Improve your website's visibility with competitive insights

The lesson covers how to use Market Share to analyze competitor visibility for targeted keywords and identify content improvement opportunities. By comparing domain performance and keyword rankings, you can strategically focus on optimizing existing content or creating new pages based on competitor insights.

Topics include

  • Navigating Market Share to analyze competitor visibility.
  • Filtering and comparing keyword groups and result types.
  • Investigating competitor domains in Research for deeper insights.
  • Using keyword filters to identify and prioritize content optimization opportunities.

Transcript

Strategically improve your website's visibility by using competitive insights to guide your content efforts. Market share shows which domains are doing a good job of getting their content to rank in the top 10 results. For attract keywords, set your preferred web property device and rank type and select whichever search result zone is more appropriate for your targeting. Use the top one position to see only the most dominant competitors. The top 10 to discover more emerging competitors or go somewhere in the middle with the top five.

What area would we like to focus on for content improvement? Switch between as many important keyword groups as you like for your research.

The market share pie chart, or as the French would say, camembert chart, shows us the web properties getting the most visibility in the search result zone we selected. We can choose to weight this by search volume or just look at the pure number results. We can also filter for only one type of result that we care about who's getting the most visibility. We may see a mix of our top business competitors and SEO competitors or websites we wouldn't consider direct competitors, but who rank well in search due to their size or content quality. We can deselect other top rankers to see only the websites we've selected to set to track as comparison web properties.

Let's pick one domain we wanna investigate in more detail and we'll navigate to explore through discover tab. Here we can compare our domain to the competition, determine who is ranking highest for keywords across the index and decide which topics to target. We'll start by entering our own domain, then add our top of mind competitor as a second domain.

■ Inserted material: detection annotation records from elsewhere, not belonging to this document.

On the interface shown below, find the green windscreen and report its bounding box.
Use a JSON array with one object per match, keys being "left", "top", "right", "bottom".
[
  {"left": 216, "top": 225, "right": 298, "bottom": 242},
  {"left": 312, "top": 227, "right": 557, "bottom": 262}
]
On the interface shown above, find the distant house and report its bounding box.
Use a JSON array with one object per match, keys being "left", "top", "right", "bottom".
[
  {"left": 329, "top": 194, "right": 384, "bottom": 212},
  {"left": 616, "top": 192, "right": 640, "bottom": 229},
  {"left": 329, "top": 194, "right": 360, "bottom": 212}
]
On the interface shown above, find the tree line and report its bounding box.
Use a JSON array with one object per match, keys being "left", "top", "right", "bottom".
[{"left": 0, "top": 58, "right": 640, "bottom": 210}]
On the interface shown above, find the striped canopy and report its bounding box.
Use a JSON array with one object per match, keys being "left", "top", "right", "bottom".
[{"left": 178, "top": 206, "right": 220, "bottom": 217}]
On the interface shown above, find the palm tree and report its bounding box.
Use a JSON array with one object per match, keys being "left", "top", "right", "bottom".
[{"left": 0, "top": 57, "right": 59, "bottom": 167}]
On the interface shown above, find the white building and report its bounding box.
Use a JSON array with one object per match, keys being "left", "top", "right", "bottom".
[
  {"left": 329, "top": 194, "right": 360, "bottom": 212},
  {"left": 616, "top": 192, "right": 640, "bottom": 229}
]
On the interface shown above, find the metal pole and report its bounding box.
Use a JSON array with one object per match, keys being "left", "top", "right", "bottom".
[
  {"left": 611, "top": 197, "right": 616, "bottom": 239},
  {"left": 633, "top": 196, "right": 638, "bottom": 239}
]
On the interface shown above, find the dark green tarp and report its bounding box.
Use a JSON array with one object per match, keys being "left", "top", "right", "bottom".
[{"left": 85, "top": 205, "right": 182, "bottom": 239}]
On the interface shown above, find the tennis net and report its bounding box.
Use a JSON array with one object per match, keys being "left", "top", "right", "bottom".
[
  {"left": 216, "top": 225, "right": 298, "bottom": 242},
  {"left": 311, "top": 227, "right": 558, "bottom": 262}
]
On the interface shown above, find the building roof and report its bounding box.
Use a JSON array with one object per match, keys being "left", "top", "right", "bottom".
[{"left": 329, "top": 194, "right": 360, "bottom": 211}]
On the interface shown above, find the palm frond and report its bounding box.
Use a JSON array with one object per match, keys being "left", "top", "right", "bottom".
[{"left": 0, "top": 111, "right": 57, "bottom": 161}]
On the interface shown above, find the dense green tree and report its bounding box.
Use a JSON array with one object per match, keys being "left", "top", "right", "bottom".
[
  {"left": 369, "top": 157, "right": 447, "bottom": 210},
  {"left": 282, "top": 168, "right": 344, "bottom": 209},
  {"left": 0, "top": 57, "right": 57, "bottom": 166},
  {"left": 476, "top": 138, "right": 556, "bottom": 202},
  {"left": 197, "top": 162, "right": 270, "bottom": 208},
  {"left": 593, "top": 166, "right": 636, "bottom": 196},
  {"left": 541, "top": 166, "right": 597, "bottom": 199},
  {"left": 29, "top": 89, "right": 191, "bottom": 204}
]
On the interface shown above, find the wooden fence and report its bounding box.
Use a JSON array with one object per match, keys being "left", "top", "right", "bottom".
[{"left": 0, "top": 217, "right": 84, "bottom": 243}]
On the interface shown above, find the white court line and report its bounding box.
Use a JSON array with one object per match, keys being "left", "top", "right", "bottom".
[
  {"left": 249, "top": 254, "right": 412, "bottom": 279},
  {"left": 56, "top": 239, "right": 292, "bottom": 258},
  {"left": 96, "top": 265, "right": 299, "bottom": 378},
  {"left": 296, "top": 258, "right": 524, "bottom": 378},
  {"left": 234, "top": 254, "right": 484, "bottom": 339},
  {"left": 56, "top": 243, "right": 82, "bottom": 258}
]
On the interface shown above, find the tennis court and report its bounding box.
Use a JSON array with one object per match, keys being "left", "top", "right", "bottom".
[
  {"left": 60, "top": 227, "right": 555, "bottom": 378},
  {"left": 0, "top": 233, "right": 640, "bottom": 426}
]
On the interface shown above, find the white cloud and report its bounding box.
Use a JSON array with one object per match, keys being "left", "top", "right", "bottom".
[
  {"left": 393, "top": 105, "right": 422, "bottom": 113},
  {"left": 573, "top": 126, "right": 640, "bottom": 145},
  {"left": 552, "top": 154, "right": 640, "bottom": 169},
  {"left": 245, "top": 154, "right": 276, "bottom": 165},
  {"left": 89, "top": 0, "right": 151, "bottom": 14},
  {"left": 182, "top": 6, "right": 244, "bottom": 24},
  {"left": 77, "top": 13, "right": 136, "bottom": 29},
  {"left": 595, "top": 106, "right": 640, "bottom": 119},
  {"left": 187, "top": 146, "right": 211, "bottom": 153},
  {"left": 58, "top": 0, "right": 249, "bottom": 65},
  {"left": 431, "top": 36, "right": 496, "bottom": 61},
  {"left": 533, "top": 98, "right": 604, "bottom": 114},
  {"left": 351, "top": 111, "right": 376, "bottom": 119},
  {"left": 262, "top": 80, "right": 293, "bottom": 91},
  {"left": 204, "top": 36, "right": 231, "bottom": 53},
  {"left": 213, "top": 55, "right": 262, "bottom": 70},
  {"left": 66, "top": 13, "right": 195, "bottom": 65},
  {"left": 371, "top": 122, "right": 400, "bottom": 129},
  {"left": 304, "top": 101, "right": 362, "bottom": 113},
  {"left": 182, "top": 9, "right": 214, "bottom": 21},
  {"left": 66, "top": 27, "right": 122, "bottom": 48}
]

On the at a glance page, we can investigate signals that indicate our competitor is actively investing in SEO. Upward trends in model traffic and in ranked keywords suggest this might be true if their performance is strong. Consider targeting topics where they are seeing success. If performance is poor, consider either researching another competitor or targeting the areas where they do rank well.

To widen the competitive gap, we'll use the keywords tab to uncover topics where our selected competitor is outperforming us. Selecting the second domain exclusive quick filter to see keywords where they are in the top 10 positions and we are not, but we could always get even more specific about comparative ranking positions by using the keyword ranks dropdown. If needed, we'll leverage the keywords containing filter to exclude terms we won't consider for optimization. Branded terms are a good place to start. We could also choose to include only terms we care about most. For example, terms related to that keyword group we investigated in the market share feature.

Our keyword list is automatically prioritized by highest monthly search volume, but we could also choose to prioritize by where a competitor is ranking highest or by keywords driving the most model traffic. Where are we ranking for the keywords in this list? Are we close to the top 10 positions already? If so, we may only need to make small changes to existing landing pages, or are we further away down in the rankings suggesting we have a content gap we need to fill with a new landing page.

We can expand any keyword we're interested in to see which pages are ranking in the top five positions, our competitors ranking pages and our own ranking pages. The three dots to the right of any URL. Give us some options for next steps.

Knowing which competitors are performing well and for which topics is a huge advantage when planning content improvement projects. Try out this workflow today by starting in market share.

 
 

Step-by-step

Here are the steps we cover in the video, with relevant links to more information. Be sure to watch to get more context and decision support for potential choices you might have to make as you go: 

You can use keyword groups in this workflow. Need to create new groups? Learn how to set up keyword groups.

  1. Go to Market Share ↗️ (Performance > Traditional Search > Market Share)
  2. Review the chart to identify the properties with the best market share of the results you are reporting on. If you want to focus your report choose keyword groups, universal result types, and web property types to focus on the most relevant competitor web properties to review.
  3. Choose a domain and go to Research (Performance > Research).
  4. Enter the domain you chose in Research and click Explore.
  5. Compare your domain with your chosen domain.
  6. Review the competitor's performance, including:
    • In the At a Glance tab, Modeled Traffic trends and Answer box ownership.
    • In the Keywords tab, keywords that the domain ranks for. You can filter this data to best identify the topics that might be most valuable to target with new or optimized content.